Dahlia ouvrit la malle, et ses collègues les rejoignirent. Ils guettaient la réaction d’Aileen face à la nouvelle.

« Des… cendres? »

Aileen regarda Dahlia d’un air confus, qui se mit à rire.

« Ha, désolée! L’artéfact est une carte, et demain, Charlie va la dessiner. Et oui, c'est des cendres. Mais pas n’importe lesquelles! » dit fièrement la cuisinière.

Aileen tourna son attention vers les cendres, se demandant d’où elles venaient, et pourquoi ses amis tenaient à les lui montrer.

« C’est l’artéfact! » lança Frédérique, divulguant le moment.

« Quoi?! s’écria Aileen. Il a brûlé? »

La jeune fille, curieuse et confuse, plongea les mains dans l’amas, comme si elle cherchait parmi ces braises le véritable artéfact, ou comme si elle allait déceler la farce.

Lorsqu’elle rentra en contact avec ces dernières, elle ressentit leur pouvoir dans tout son corps, ou point où elle recula. Aileen sentait encore le frisson qui l’avait parcourue lorsqu’elle les avait touchées.
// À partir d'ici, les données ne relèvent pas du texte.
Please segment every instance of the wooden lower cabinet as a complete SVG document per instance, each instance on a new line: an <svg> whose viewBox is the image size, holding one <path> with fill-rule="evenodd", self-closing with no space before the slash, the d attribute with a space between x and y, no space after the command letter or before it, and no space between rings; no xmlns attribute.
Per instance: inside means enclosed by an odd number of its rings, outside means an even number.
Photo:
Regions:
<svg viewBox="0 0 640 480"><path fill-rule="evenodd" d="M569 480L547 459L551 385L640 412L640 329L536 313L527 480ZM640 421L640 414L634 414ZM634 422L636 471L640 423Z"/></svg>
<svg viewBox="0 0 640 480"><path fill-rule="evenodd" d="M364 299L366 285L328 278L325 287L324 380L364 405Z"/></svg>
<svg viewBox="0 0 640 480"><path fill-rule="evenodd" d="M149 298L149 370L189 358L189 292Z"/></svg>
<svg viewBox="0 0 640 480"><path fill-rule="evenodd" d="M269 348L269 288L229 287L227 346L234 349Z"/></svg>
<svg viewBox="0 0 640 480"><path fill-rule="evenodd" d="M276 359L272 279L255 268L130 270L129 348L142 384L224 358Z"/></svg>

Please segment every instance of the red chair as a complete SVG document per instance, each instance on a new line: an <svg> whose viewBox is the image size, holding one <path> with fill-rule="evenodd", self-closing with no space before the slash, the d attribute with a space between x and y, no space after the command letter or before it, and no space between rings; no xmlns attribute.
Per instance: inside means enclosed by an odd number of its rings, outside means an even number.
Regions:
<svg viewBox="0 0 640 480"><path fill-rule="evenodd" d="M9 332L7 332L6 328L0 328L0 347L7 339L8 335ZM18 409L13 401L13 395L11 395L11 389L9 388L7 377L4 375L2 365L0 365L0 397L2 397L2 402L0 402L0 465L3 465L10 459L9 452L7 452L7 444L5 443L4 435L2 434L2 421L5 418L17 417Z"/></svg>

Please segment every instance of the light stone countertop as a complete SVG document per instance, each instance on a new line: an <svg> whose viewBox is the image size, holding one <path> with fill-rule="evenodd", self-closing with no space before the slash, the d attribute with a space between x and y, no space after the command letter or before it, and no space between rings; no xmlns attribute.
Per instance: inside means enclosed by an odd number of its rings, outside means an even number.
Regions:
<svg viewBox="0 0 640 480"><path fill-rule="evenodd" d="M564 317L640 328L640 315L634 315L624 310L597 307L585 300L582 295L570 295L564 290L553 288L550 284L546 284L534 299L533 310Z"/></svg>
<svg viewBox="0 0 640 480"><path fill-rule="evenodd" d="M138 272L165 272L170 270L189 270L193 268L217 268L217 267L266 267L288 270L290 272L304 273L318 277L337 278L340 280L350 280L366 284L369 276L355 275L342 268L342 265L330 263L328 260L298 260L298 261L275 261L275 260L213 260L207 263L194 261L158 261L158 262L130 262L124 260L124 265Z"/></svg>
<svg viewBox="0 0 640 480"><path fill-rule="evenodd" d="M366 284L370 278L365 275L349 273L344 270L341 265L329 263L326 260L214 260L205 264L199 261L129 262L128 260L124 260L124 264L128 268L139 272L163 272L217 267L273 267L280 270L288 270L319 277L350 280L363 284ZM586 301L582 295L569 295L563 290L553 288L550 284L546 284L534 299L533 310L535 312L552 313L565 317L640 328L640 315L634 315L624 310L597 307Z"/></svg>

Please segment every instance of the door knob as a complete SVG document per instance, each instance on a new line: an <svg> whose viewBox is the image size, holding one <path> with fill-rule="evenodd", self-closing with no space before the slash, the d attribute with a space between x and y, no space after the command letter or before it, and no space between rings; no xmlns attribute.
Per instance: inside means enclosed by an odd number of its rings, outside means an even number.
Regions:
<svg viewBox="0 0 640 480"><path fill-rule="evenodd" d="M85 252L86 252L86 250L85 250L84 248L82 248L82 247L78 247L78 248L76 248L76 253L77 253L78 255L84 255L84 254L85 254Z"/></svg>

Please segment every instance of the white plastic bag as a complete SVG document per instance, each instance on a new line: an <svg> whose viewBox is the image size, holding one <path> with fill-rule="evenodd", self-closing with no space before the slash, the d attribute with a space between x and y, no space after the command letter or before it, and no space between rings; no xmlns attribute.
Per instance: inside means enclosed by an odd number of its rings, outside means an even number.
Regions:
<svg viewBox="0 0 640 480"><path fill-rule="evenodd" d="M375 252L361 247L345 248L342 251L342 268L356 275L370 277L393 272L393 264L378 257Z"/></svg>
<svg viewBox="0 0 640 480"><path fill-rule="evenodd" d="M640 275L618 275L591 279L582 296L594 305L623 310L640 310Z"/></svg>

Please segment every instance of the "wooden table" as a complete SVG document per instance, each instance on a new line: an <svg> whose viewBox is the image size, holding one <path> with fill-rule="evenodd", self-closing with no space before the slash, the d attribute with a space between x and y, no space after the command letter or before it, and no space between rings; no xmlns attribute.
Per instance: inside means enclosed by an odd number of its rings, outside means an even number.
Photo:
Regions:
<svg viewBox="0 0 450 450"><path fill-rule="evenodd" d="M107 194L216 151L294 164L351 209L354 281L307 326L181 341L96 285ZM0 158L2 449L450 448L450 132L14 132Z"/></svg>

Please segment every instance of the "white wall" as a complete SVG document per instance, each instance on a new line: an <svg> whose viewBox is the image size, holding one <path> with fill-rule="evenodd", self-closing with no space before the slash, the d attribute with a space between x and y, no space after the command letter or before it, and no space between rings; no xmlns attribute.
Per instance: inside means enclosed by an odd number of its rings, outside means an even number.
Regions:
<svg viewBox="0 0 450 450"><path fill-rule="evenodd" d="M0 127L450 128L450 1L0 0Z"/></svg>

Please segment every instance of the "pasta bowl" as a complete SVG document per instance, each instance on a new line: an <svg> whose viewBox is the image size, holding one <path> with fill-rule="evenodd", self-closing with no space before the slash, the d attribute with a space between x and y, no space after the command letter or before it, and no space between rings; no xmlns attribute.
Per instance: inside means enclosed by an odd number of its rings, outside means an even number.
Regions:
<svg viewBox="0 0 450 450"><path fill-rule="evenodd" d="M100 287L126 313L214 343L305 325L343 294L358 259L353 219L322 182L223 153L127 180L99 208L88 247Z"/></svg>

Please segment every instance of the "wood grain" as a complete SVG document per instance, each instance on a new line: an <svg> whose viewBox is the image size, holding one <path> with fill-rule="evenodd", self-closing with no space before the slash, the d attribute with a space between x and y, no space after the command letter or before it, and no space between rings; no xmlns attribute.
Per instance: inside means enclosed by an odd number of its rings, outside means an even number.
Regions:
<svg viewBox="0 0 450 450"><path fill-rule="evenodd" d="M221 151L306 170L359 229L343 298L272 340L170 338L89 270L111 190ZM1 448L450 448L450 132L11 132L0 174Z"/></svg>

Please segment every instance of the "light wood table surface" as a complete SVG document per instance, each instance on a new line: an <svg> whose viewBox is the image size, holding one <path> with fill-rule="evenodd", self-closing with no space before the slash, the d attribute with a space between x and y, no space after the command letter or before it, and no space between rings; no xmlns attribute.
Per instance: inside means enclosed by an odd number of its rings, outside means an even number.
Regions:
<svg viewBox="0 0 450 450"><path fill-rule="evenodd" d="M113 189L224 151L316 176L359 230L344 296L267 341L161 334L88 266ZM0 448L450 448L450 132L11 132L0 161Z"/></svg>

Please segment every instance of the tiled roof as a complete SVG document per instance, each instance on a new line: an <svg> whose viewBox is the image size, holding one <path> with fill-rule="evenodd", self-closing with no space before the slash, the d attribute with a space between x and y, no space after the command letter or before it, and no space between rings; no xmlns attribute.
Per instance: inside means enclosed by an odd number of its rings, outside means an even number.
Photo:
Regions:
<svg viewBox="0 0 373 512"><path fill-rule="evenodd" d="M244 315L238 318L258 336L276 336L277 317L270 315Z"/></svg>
« Oui, elles sont puissantes! Même toi, tu les sens! » déclara Hugo.

Aileen comprit alors que ces informations étaient réelles. Devant elle se tenait bel et bien l’artefact d’Auram, où du moins ce qu’il en restait. Qu’allaient-ils pouvoir bien faire maintenant que l’objet de ces efforts était réduit à un tas de poussière?

« C’est pour cela qu’on va dessiner la carte. On aura à la fois son pouvoir, expliqua à nouveau Dahlia en désignant la malle, et son… usage, j’imagine!»

La tricoteuse comprenait enfin leur plan. Ils réquisitionneraient l’aide de Charlie pour reconstituer la carte, ou ce à quoi elle ressemblait.

« Merci, je comprends mieux. Il n’y a déjà plus de nuages, mais c’est la nuit, et j’aimerais dormir dans un lit », termina Aileen en s’éloignant.

« D’accord, repose-toi bien! » s’exclama la cuisinière en baillant.

Finalement, tout s'était bien passé. Il ne restait maintenant qu’à leur artiste d’agir. Demain, Charlie grimperait sur les toits les plus hauts pour faire ce dans quoi elle excellait. Aileen sombra dans un sommeil peuplé de rêves, pourtant réparateur.

Son esprit lui montrait ses scènes épiques où Charlie dessinait en quelque traits la ville, le vent dans les cheveux, le regard déterminé. Elle ne pouvait pourtant s'imaginer de quoi de plus loin de la réalité que cela.